Operational requirements

  • Administrator management of user accounts
  • Administrator access to usage data including use by individual and specialty, over time
  • Read-only access for non-clinician users (for example administrative and theatre staff)
  • Training/getting started support for all users

Clarification/Tender questions

In many cases it is appropriate to contact several suppliers to clarify full/partial/non-compliance with the specification prepared. Depending on the procurement approach this may be through the process of post-shortlisting clarification questions (e.g. UK Gov Digital Marketplace - AKA G Cloud framework - process) or via a tender process.

The following are examples of questions that can be used to gather information regarding conformance with the above specification, and a suppliers approach given the organisations local context:

  • Provide evidence of conformance with the relevant technical requirements (NHS Digital Technology Assessment Criteria, NHS Data Security Protection Toolkit, Cyber Essentials Plus, DCB0129, External penetration testing)

  • Describe how the solution can support the organisation’s assurance processes around the consent process.

  • Describe how the solution mitigates the risk of digital exclusion for clinical staff and patients, including accessibility considerations.

  • Describe the proposed support structure provided to the organisation during deployment and following transition to Business as Usual (BAU). Include description of project management structure and duration, resources available, approach to training, and technical monitoring/alerting.

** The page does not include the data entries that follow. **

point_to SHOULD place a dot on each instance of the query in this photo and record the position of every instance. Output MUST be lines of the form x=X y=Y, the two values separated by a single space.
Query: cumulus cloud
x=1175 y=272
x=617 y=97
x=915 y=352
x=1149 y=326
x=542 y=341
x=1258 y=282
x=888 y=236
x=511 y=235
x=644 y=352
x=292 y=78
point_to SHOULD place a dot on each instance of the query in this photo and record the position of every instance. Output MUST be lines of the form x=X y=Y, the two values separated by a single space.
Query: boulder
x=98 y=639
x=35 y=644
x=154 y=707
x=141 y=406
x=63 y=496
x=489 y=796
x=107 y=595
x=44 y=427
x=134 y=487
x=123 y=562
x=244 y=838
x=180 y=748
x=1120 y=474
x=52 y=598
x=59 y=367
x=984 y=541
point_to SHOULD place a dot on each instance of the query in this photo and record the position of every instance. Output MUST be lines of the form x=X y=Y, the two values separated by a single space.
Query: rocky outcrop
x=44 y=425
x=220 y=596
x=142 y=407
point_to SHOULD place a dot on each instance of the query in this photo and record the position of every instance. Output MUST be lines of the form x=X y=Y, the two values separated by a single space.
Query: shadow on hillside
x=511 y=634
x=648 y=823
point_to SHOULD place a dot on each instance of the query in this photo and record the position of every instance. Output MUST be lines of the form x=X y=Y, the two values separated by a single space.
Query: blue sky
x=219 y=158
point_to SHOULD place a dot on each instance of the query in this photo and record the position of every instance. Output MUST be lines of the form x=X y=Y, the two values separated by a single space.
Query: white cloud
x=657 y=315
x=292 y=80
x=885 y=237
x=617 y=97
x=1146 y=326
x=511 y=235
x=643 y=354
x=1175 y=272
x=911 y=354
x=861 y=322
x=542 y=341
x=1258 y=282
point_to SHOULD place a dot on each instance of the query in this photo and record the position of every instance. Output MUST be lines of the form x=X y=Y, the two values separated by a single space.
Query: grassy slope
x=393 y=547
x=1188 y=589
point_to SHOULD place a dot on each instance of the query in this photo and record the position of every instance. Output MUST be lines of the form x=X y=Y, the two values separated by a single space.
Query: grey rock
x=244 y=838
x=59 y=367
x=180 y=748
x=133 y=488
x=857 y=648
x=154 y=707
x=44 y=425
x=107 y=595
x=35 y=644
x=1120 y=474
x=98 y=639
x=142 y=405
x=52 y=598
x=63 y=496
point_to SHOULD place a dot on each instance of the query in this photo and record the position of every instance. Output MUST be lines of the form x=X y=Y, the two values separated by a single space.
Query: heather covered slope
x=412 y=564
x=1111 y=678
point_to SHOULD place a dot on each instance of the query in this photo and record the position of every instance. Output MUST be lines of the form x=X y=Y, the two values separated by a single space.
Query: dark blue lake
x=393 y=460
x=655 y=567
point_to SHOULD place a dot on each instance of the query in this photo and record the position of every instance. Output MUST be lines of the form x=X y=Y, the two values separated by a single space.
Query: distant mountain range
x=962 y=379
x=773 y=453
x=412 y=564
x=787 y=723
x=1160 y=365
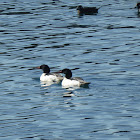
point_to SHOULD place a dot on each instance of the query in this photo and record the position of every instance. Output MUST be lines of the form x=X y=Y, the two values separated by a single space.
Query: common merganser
x=47 y=76
x=86 y=10
x=138 y=7
x=68 y=81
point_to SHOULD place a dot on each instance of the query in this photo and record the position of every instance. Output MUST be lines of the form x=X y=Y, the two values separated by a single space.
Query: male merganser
x=49 y=77
x=68 y=81
x=138 y=6
x=86 y=10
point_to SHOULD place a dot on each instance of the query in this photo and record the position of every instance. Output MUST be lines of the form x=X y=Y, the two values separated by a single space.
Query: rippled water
x=104 y=49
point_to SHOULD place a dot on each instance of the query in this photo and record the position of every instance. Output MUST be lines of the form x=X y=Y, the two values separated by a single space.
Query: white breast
x=45 y=77
x=70 y=83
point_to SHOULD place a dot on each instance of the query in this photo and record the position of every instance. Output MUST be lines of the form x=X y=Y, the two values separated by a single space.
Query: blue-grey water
x=104 y=49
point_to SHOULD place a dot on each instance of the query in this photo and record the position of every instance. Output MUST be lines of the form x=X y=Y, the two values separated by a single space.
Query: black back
x=45 y=68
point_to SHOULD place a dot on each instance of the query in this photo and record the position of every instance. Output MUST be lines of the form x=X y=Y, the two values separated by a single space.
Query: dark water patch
x=32 y=46
x=113 y=27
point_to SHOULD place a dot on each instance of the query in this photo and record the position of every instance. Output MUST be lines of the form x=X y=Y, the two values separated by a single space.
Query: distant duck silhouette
x=87 y=10
x=138 y=7
x=68 y=81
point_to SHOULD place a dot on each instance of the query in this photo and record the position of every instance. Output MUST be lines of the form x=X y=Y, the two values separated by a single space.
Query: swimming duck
x=86 y=10
x=47 y=76
x=68 y=81
x=138 y=7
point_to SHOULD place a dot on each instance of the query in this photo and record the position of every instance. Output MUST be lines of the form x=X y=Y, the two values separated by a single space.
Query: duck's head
x=45 y=68
x=67 y=72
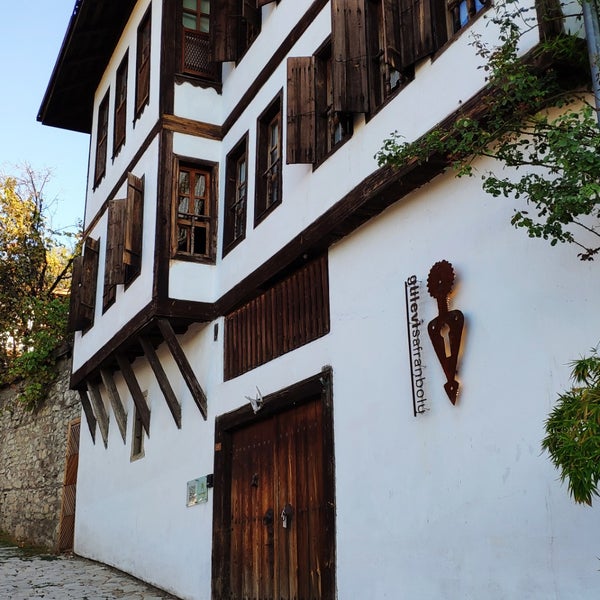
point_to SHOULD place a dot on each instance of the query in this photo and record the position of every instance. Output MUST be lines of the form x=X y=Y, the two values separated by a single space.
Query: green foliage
x=555 y=159
x=573 y=431
x=34 y=273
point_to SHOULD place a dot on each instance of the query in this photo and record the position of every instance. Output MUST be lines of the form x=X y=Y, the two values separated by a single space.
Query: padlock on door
x=286 y=515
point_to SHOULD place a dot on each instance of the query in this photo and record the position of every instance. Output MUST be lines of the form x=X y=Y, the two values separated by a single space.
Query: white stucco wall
x=457 y=503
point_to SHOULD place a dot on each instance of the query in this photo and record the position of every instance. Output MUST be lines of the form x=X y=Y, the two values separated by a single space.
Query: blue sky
x=31 y=35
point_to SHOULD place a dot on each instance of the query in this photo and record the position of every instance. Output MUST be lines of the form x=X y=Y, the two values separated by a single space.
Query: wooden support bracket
x=163 y=380
x=89 y=413
x=184 y=366
x=135 y=391
x=115 y=402
x=99 y=411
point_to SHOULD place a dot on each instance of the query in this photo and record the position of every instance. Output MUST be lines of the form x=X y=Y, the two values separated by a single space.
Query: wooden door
x=67 y=515
x=278 y=464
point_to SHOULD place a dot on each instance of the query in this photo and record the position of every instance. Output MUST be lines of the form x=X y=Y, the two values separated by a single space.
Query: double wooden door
x=281 y=522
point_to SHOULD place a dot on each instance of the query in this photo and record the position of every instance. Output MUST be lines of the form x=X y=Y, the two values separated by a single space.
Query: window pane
x=184 y=182
x=189 y=21
x=200 y=187
x=183 y=242
x=200 y=240
x=199 y=205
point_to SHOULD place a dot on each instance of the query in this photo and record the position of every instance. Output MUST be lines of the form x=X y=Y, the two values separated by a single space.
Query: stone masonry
x=32 y=461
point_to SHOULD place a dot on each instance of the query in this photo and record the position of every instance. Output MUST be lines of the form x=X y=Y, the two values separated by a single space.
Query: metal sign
x=197 y=491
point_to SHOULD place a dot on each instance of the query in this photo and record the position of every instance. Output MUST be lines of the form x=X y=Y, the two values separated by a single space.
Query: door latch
x=286 y=515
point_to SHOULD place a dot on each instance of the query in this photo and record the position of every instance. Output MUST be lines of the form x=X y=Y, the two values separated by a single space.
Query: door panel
x=274 y=463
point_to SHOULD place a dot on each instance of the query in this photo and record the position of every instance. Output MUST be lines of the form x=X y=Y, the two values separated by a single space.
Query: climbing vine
x=553 y=155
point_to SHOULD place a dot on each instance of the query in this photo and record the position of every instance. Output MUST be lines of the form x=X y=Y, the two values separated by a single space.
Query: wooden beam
x=135 y=391
x=99 y=411
x=162 y=379
x=115 y=402
x=184 y=366
x=89 y=413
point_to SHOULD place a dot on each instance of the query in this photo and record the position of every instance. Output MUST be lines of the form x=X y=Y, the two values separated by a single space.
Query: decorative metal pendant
x=445 y=331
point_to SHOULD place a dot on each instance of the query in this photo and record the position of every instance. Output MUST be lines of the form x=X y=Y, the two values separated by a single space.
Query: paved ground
x=26 y=574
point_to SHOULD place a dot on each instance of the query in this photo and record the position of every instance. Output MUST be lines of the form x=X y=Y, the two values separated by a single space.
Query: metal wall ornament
x=445 y=331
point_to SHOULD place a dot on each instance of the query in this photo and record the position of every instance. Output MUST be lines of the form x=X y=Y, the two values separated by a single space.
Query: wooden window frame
x=84 y=285
x=236 y=196
x=134 y=228
x=114 y=271
x=196 y=52
x=101 y=140
x=269 y=161
x=472 y=10
x=235 y=26
x=332 y=128
x=143 y=63
x=207 y=221
x=387 y=74
x=120 y=112
x=314 y=128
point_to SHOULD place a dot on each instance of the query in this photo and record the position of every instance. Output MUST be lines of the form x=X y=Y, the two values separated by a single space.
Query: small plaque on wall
x=197 y=491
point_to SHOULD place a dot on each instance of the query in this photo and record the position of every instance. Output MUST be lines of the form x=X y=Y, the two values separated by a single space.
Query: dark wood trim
x=170 y=39
x=161 y=377
x=89 y=413
x=99 y=410
x=134 y=389
x=164 y=201
x=184 y=366
x=321 y=385
x=285 y=47
x=132 y=163
x=115 y=401
x=191 y=127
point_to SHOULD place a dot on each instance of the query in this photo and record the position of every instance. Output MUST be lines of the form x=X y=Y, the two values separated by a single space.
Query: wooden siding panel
x=134 y=217
x=417 y=31
x=349 y=49
x=224 y=30
x=300 y=110
x=283 y=318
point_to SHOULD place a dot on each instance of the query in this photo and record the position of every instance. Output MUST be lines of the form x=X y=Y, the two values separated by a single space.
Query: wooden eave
x=92 y=35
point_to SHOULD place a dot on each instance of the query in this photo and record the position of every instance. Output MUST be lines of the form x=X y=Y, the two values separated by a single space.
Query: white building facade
x=266 y=408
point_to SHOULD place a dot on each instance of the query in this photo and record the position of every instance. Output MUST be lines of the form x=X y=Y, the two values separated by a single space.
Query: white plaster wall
x=136 y=130
x=461 y=502
x=458 y=503
x=137 y=295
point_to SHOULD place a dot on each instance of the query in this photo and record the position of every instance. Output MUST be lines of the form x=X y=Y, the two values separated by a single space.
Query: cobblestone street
x=26 y=574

  • Describe how the solution supports the organisation’s consent process functionality requirements:

    • Coverage of requirements of each of the standard consent forms – adult with capacity, child without capacity, adult without capacity/best interest decision
    • Support for multi-stage consent across several clinicians, with confirmation of consent (and re-confirmation if required), and revocation of consent
    • Evidence-based template information for common treatments across all specialties
    • Personalisation of consent information to the individual patient
    • Easy access to required templates
    • Combination of treatments together to be included on the same consent documentation
    • Generation of consent information in the absence of a pre-defined treatment template
    • Customisation of template information at local level, including the addition of local documents/web links
    • Additional consents such as registry consents alongside treatment consent
    • Consent can be given in person with a clinician or remotely alongside or following a consent consultation
    • Translation of consent information into commonly spoken non-English languages
  • The relevant technical, infrastructure and integration context for the organisation includes: [relevant context]. In that context please summarise the relevant experience of the solution provider in delivering an effective and timely technical implementation, and a proposed technical approach.

  • Provide a demonstration video (no longer than 30 minutes) or demo credential access to the solution to enable clinicians within the organisation to understand process flows and usability.

  • Describe the reporting capabilities provided as part of the application, and any further data that is possible to obtain on request.

  • Describe what elements of the solution are configurable at the organisation level, and the process for undertaking and managing this configuration.

  • The organisation is an [XX] bedded organisation, undertaking [XX],000 elective procedures annually across [XX] sites. Summarise the experience of the solution provider in supporting similar organisations.